バッターボックスで余裕を奪われた仙台育英の打者たち

「足を上げるしぐさが(ほかの投手とは)違う。タイミングが取りにくい」

 4打数1安打で1三振と打ち崩せなかった平沢は、このように振り返る。

 平沼は左足を大きく振り上げると、その膝は首もとまで上がり、一瞬、背中を丸めるような状態になる。そこからため込んだパワーを放出するように、素早い腕の振りで快速球を投げ込んだ。この独特のフォームに苦しんだというのだ。

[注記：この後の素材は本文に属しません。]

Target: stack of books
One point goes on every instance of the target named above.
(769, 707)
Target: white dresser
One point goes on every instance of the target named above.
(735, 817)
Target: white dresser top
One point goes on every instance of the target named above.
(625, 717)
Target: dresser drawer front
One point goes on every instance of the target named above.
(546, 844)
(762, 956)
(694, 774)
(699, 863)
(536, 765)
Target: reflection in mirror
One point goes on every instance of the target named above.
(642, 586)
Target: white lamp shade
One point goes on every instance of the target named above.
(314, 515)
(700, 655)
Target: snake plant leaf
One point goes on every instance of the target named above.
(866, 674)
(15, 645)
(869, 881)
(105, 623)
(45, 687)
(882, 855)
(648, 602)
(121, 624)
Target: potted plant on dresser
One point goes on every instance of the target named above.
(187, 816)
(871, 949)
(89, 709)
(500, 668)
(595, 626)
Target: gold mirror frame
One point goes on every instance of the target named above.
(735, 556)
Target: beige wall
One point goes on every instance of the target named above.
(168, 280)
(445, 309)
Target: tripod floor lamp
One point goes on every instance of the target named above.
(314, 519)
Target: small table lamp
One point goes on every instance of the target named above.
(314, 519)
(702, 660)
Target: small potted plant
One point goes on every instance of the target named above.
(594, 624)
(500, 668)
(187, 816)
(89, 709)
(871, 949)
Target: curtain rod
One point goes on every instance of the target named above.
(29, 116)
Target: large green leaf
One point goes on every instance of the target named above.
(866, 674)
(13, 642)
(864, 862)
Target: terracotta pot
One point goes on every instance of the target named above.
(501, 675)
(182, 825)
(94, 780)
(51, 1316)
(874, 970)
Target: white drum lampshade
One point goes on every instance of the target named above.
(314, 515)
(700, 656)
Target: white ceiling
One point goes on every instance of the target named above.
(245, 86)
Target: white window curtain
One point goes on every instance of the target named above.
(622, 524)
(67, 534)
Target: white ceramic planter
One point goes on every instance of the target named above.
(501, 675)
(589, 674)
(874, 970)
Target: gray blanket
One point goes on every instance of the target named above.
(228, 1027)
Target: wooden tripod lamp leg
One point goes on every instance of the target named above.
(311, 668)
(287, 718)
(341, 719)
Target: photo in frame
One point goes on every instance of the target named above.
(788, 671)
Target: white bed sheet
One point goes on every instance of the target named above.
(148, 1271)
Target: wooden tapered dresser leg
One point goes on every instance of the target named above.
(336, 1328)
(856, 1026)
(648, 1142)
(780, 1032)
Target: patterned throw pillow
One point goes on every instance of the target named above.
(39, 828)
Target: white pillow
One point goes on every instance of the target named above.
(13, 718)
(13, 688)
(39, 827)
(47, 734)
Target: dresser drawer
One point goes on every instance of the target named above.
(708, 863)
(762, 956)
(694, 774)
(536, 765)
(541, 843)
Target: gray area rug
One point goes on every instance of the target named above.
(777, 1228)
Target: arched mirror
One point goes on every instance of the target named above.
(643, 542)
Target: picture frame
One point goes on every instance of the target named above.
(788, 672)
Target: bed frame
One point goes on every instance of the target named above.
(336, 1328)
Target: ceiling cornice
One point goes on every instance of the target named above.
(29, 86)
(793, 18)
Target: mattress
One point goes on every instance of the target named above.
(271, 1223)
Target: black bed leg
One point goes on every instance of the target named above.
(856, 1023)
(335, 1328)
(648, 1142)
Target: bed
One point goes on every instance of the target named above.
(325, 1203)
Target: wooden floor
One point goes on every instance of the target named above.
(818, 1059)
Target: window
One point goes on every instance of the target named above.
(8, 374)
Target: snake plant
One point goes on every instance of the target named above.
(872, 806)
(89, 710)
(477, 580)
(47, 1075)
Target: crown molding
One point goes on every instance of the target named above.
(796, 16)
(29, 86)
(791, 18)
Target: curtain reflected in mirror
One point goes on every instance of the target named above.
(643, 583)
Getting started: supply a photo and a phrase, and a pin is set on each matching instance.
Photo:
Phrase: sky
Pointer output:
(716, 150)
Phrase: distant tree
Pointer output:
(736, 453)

 さらに、平沼は持ち前の制球力でストライクを先行させ、すぐに追い込む。打者がタイミングを掴むより先に、バッターボックスでの余裕を奪っていた。

 平沢は「ボールをじっくり見ていこうと思ったら、ビシバシとストライクを決められた。自分の経験の中でも、トップクラスのいい投手だと思いました」と相手エースに脱帽した。

 昨秋の日本一軍団をも惑わせた投球フォームに加え、抜群のコントロールを誇る。初の甲子園制覇を目指す敦賀気比。エースとして牽引する平沼を攻略できるチームは、現れるのか。